Twilio Participates in CCPA Panel Discussion

Recently, I had the honor of speaking on a panel about the California Consumer Privacy Act (CCPA) with fellow senior privacy leaders at the Compliance Week’s West Conference here in my home city of San Francisco. It just happened to be an all women panel, just days after National Women’s Day! Compliance Week is a publication which has been around for more than 10 years and was initially started as a resource for those implementing Sarbanes Oxley compliance programs (SOX went into effect after the Enron scandal in the early 2000s). Since then, they have expanded their offering to focus on corporate governance and risk and compliance, including privacy compliance. As privacy is a growing field that compliance professionals should be knowledgeable in, Compliance Week decided to plan this conference on the west coast.

The panel that I participated in discussed the scope of the CCPA, how ambiguous the definitions are, and practical suggestions for compliance before the January 2020 deadline. We also provided practical guidance on how to operationalize CCPA compliance. I recommended that companies and organizations do even more than simply comply, but start to think about how to build a comprehensive privacy program using various privacy frameworks available.
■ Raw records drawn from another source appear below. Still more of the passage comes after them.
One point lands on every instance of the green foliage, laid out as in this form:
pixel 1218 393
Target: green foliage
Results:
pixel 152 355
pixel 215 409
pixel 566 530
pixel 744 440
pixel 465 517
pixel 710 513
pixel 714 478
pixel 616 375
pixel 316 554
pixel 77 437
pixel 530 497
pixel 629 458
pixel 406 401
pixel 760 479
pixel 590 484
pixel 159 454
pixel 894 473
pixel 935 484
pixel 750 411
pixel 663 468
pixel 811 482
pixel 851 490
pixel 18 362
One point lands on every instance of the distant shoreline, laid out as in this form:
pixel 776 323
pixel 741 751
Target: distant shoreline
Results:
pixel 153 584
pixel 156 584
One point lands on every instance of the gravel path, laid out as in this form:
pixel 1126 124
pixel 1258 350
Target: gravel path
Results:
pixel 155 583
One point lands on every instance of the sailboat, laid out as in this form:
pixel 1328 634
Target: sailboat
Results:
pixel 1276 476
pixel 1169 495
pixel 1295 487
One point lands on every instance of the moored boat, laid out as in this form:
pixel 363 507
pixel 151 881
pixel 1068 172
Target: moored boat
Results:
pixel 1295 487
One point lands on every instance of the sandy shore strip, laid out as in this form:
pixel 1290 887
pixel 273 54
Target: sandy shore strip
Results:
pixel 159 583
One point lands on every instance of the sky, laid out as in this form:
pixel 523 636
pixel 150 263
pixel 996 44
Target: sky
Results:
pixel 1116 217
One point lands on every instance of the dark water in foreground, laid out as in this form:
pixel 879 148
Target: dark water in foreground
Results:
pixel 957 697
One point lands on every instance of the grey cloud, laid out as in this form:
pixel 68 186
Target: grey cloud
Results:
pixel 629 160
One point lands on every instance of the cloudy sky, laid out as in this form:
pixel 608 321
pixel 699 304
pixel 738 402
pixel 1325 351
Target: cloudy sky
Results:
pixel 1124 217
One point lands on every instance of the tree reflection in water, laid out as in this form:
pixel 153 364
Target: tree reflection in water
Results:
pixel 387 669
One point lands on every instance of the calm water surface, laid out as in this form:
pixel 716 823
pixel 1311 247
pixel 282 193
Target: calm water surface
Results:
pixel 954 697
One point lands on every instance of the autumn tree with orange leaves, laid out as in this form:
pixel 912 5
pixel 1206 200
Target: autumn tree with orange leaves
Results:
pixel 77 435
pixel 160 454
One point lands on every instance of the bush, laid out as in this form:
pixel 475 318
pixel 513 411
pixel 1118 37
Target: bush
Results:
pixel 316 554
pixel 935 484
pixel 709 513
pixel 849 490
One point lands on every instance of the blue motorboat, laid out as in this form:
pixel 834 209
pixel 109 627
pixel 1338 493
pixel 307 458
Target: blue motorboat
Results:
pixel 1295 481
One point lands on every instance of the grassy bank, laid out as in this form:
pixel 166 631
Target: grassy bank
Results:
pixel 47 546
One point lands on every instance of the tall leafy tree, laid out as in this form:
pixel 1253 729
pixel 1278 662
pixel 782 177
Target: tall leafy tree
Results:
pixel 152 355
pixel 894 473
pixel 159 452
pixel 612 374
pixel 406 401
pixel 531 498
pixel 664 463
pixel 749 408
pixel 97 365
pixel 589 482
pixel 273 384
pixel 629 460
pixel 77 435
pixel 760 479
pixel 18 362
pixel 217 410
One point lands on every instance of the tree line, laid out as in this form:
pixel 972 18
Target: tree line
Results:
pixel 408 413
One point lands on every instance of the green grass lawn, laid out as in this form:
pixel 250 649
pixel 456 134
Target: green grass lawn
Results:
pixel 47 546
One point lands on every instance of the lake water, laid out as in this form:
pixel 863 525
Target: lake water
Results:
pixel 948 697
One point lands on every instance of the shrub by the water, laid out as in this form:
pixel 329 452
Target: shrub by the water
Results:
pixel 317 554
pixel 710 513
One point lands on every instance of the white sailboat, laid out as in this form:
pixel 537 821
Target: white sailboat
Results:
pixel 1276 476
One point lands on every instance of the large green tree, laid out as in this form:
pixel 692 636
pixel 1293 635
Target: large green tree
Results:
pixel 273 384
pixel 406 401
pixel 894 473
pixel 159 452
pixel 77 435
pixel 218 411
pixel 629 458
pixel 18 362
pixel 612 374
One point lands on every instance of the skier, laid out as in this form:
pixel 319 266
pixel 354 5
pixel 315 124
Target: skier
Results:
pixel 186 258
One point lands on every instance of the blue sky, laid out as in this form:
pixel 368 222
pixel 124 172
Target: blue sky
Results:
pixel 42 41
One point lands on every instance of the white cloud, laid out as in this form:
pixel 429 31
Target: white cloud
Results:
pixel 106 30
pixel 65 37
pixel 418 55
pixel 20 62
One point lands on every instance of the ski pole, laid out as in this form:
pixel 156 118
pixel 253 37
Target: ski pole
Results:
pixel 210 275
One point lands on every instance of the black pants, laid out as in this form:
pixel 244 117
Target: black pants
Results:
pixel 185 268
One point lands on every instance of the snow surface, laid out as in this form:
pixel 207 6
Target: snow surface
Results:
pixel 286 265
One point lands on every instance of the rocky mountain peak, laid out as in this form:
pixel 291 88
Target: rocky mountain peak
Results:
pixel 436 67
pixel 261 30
Here at Twilio, we are currently performing a gap analysis between our current privacy program against the CCPA and will implement any required changes and update our privacy policy accordingly. As noted in our privacy policy, our approach towards privacy is “No Shenanigans,” which is one of our values. Considering we have binding corporate rules and a privacy program in place, Twilio is already at a good starting point. However, many companies didn’t have to comply with Europe’s General Data Protection Regulation (GDPR) and are just starting to think about how to put these obligations into place.

I’m also part of an informal privacy operations group and one of the challenges we will be discussing this month is about how peers and companies in the industry are operationalizing CCPA. It’s been a very busy few years for us privacy professionals and not going to be slowing down anytime soon!